Apparently, fire season is lasting up to seven months in some of the hotter areas of America.
Now, usually I’m not one to blurt out flame statistics but, to steer clear of the seasonal risk of turning my mind to fifty shades of mush by purchasing all the summer beach reads Indigo recommends, I decided to buy all the educational adventure books I could fit on my credit card instead. OK, and one young adult novel. Whatever.
I have now — thanks to one of these book — joined the rest of the world in its concerns about climate change.
I am fully aware that I’m late to this party and I know I should have learned my lesson after my first sunburn of the season took place in March, but that’s not the point of this story.
For a while now I have been trying to live up to the currently popular Tumblr saying, “you are what you do, not what you say you do,” and realistically, there’s no better place to start putting this into practice than with healthier environmental practices. This is the only planet we have to live on and she’s beautiful enough that I don’t want to trade her for Mars. Plus, I’m absolutely terrified of space travel.
But climate change is a new cause to me — there are other causes that, for years, I have been volunteering and investing my time with. Causes that educate me, challenge me and make me grateful for the life I have.

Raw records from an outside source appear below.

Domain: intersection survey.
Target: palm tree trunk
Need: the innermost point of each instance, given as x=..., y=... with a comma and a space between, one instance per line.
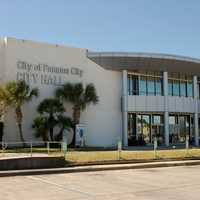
x=21, y=133
x=1, y=131
x=19, y=117
x=51, y=133
x=76, y=120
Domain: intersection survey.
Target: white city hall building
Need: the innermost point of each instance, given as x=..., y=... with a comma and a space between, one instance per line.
x=140, y=94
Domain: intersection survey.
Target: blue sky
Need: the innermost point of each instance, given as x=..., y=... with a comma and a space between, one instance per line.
x=162, y=26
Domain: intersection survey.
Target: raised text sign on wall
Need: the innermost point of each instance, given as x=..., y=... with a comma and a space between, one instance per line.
x=45, y=74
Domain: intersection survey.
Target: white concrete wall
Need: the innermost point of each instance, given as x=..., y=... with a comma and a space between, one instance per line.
x=103, y=121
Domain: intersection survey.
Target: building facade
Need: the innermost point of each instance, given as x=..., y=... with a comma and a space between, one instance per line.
x=142, y=95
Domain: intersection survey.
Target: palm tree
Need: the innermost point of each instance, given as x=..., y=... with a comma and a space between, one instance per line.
x=64, y=123
x=40, y=125
x=3, y=108
x=20, y=93
x=79, y=97
x=52, y=108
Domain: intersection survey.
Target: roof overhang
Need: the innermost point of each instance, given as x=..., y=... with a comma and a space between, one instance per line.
x=146, y=61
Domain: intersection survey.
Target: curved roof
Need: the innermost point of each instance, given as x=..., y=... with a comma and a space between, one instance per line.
x=146, y=61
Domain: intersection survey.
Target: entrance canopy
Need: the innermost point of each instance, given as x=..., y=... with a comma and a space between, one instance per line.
x=146, y=61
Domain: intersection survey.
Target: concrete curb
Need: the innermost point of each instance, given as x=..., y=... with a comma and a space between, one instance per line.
x=98, y=168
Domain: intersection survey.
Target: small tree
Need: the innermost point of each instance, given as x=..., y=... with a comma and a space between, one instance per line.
x=40, y=125
x=79, y=97
x=51, y=108
x=20, y=93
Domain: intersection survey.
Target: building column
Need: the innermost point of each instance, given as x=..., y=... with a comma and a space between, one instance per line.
x=124, y=108
x=196, y=116
x=166, y=114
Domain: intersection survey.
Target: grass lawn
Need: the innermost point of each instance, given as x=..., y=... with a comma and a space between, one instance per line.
x=87, y=156
x=93, y=156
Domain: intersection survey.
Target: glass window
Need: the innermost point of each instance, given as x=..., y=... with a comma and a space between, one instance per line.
x=157, y=119
x=176, y=88
x=170, y=86
x=183, y=89
x=158, y=84
x=172, y=120
x=150, y=86
x=189, y=89
x=143, y=85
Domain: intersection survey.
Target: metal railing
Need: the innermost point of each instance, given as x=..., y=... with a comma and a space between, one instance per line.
x=33, y=147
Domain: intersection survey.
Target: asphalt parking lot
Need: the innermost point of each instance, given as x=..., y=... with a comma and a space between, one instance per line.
x=149, y=184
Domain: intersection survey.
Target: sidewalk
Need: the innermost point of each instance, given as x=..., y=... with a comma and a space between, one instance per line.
x=99, y=168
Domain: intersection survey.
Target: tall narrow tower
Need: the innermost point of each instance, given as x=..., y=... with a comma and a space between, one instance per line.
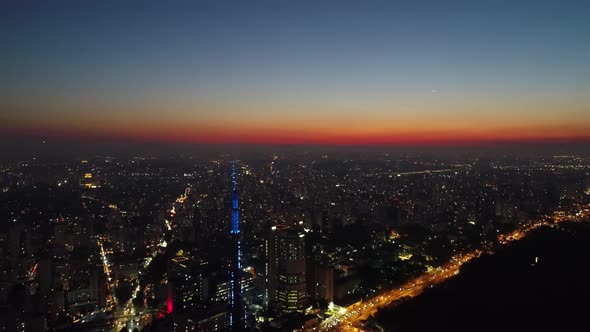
x=237, y=321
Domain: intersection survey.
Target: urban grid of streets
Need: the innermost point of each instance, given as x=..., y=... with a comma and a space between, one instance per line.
x=350, y=318
x=126, y=315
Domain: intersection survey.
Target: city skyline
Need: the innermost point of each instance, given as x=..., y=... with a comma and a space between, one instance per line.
x=334, y=73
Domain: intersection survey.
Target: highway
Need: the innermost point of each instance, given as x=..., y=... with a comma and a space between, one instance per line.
x=350, y=318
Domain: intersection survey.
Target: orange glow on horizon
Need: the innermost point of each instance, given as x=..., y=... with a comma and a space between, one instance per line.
x=277, y=136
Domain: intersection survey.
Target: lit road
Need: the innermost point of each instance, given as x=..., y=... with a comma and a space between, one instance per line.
x=350, y=318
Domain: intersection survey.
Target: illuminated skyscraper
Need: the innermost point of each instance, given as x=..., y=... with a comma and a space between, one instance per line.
x=237, y=321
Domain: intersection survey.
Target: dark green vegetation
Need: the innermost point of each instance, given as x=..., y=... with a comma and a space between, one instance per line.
x=510, y=290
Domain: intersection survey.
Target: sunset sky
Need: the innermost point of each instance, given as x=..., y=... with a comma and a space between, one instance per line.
x=317, y=72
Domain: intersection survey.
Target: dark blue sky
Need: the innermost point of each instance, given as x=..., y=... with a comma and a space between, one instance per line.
x=296, y=57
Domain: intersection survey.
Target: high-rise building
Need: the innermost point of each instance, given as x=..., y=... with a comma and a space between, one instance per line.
x=286, y=270
x=187, y=283
x=236, y=320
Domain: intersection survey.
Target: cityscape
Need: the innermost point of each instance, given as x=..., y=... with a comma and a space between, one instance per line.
x=281, y=166
x=316, y=242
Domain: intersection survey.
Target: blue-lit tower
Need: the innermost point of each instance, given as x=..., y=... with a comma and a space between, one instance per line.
x=237, y=321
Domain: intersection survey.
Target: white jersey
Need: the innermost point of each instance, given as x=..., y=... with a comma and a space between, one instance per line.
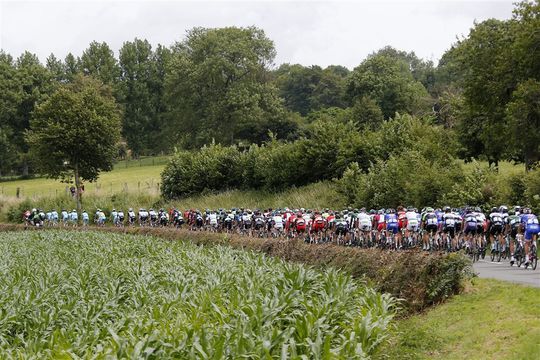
x=364, y=221
x=412, y=218
x=278, y=221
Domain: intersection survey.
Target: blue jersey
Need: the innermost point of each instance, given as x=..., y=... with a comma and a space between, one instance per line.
x=528, y=220
x=439, y=216
x=390, y=219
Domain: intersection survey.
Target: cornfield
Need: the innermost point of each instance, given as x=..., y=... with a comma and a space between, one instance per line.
x=96, y=295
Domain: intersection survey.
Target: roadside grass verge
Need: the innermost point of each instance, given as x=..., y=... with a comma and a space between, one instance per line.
x=318, y=195
x=313, y=196
x=491, y=320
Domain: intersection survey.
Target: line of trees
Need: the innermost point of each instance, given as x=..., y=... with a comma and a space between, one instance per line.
x=221, y=85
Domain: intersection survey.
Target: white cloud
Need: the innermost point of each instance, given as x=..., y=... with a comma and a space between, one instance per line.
x=306, y=32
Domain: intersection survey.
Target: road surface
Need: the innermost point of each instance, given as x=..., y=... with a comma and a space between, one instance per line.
x=502, y=271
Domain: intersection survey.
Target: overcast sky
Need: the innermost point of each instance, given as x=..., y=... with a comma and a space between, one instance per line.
x=305, y=32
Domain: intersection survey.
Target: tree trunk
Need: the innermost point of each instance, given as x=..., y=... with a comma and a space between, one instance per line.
x=78, y=194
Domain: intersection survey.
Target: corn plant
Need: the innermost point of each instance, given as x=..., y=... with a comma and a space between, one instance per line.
x=98, y=295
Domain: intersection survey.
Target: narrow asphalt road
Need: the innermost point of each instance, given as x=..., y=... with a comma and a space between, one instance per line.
x=503, y=271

This isn’t about me though — I’m simply here to serve as an example of a larger point. My generation has been dubbed the selfish one, and I, for one, am not convinced.
Everywhere I turn, young people are taking small steps towards making this world a better place to live. They’re starting non-profits, supporting the dreams or strangers through programs like Kickstarter, they’re falling in love with places that don’t offer the comforts of North America and then finding ways to share their prosperity.
Sure, the methods of our outreach are occasionally unconventional — my ALS Ice Bucket Challenge video featured a wet T-shirt contest — but there is a generational shift on the horizon and I’m awaiting it with bated breath and child-like anticipation.
Never fear! Selfies are still on the rise, but if there’s one thing we’ve learned from the selfie-stick and the viral video that most recently accompanied it, we’re starting to branch out a little.
It makes sense that we could only explore the contours of our own faces and see the sites of the world through backwards cameras for so long before realizing that something was missing. In fact, I wish I had had more faith in the probability we would do just that, but it’s really hard to see your way through Rich Kids of Instagram on a bad day. However, I think I can see the light. It seems to me that we are finally comfortable enough with ourselves again to start looking outwards.
We — the freedom seekers, the adventurous spirits, the outliers, the selfish generation, the materialist messes, the purveyors of twitter identities and Tumblr personas — are becoming pursuers of not only passionate living, but compassionate living.
This is a world where even our hungry, our most downtrodden have causes, a world where our trends capitalize on healthy lifestyles, where success stories swirl around heart-centered businesses and where adventure so often revolves around the generosity of others and of our earth.
We may not be forgiven by Ozone just yet, but I wanted to take this opportunity to tell you the kids are all right.